In [None]:
!git clone https://github.com/imabeastdrew/Martydepth.git
%cd Martydepth

# Install the package in development mode
%pip install -e .

In [None]:
# Install dependencies
%pip install torch wandb tqdm pyyaml transformers


In [None]:
# Import required libraries
import torch
import torch.nn as nn
from torch.optim import Adam
from transformers import Adafactor
from pathlib import Path
import wandb
import yaml
import json
from tqdm.notebook import tqdm
import os
import sys

# Add project root to Python path
import sys
sys.path.append('.')

print(os.getcwd())

# Import project modules
from src.data.dataset import create_dataloader
from src.models.offline_teacher_t5 import T5OfflineTeacherModel
from src.config.tokenization_config import PAD_TOKEN
from src.training.utils.schedulers import get_warmup_schedule


In [None]:
# Load configuration
print(os.getcwd())
config_path = 'src/training/configs/offline_teacher_base.yaml'
with open(config_path, 'r') as f:
    config = yaml.safe_load(f)

# Set device
device = torch.device('cuda' if torch.cuda.is_available() else 'cpu')
print(f'Using device: {device}')

# Initialize wandb
run_name = f"offline_L{config['num_layers']}_H{config['num_heads']}_D{config['embed_dim']}_seq{config['max_sequence_length']}_bs{config['batch_size']}_lr{config['learning_rate']}"

wandb.init(
    project=config['wandb_project'],
    name=run_name,
    config=config,
    job_type="offline_training"
)

In [None]:
# Create dataloaders
train_loader, tokenizer_info = create_dataloader(
    data_dir=Path(config['data_dir']),
    split="train",
    batch_size=config['batch_size'],
    num_workers=config['num_workers'],
    sequence_length=config['max_sequence_length'],
    mode='offline',
    shuffle=True
)

val_loader, _ = create_dataloader(
    data_dir=Path(config['data_dir']),
    split="valid",
    batch_size=config['batch_size'],
    num_workers=config['num_workers'],
    sequence_length=config['max_sequence_length'],
    mode='offline',
    shuffle=False
)


In [None]:
# Display model information
print("=== T5 Offline Teacher Model Info ===")
model_info = model.get_model_info()
for key, value in model_info.items():
    print(f"  {key}: {value}")

print(f"\n=== Vocabulary Configuration ===")
print(f"  Melody vocab size: {melody_vocab_size}")
print(f"  Chord vocab size: {chord_vocab_size}")
print(f"  PAD token ID: {pad_token_id}")
print(f"  Tokenizer info - melody: {tokenizer_info['melody_vocab_size']}")
print(f"  Tokenizer info - chord: {tokenizer_info['chord_vocab_size']}")

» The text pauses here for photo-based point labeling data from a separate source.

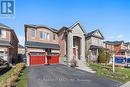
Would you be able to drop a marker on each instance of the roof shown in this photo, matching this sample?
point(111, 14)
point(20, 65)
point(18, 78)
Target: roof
point(36, 26)
point(124, 50)
point(114, 42)
point(4, 43)
point(20, 46)
point(77, 23)
point(4, 26)
point(10, 29)
point(92, 34)
point(41, 45)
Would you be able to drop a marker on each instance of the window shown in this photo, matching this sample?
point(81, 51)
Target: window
point(2, 33)
point(33, 32)
point(48, 36)
point(54, 37)
point(44, 35)
point(1, 54)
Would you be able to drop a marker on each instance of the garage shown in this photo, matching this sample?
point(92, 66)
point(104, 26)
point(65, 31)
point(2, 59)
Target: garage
point(42, 53)
point(53, 59)
point(37, 58)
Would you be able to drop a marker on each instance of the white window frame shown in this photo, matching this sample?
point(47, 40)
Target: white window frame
point(33, 31)
point(3, 33)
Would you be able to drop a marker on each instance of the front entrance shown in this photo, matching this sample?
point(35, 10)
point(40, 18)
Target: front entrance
point(41, 58)
point(76, 47)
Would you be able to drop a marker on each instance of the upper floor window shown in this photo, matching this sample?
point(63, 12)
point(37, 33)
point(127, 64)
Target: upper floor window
point(44, 35)
point(2, 33)
point(33, 32)
point(54, 37)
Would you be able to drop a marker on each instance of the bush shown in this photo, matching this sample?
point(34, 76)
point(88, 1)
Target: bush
point(9, 78)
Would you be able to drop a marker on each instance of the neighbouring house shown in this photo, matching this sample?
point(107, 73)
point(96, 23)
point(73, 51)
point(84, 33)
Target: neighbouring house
point(120, 49)
point(21, 53)
point(8, 44)
point(93, 41)
point(48, 45)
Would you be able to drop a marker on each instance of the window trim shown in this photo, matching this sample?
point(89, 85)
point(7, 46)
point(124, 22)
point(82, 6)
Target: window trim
point(33, 31)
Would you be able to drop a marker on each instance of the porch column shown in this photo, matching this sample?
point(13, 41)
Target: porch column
point(82, 49)
point(70, 47)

# Verify model can handle a forward pass
print(f"\n=== Testing Model Forward Pass ===")
sample_batch = next(iter(train_loader))
with torch.no_grad():
    melody_tokens = sample_batch['melody_tokens'][:2].to(device)  # Use small batch
    chord_input = sample_batch['chord_input'][:2].to(device)
    
    print(f"  Input shapes - Melody: {melody_tokens.shape}, Chord: {chord_input.shape}")
    print(f"  Token ranges - Melody: {melody_tokens.min()}-{melody_tokens.max()}, Chord: {chord_input.min()}-{chord_input.max()}")
    
    # Test forward pass
    logits = model(melody_tokens, chord_input)
    print(f"  Output shape: {logits.shape}")
    print(f"  ✅ Forward pass successful!")


In [None]:
# Initialize model, optimizer, criterion, and scheduler
# Use unified vocabulary approach - T5 handles all tokens in one embedding space
melody_vocab_size = tokenizer_info['melody_vocab_size'] 
chord_vocab_size = tokenizer_info['chord_vocab_size'] 
total_vocab_size = tokenizer_info.get('total_vocab_size', 4779)  # Unified vocabulary
pad_token_id = tokenizer_info.get('pad_token_id', PAD_TOKEN)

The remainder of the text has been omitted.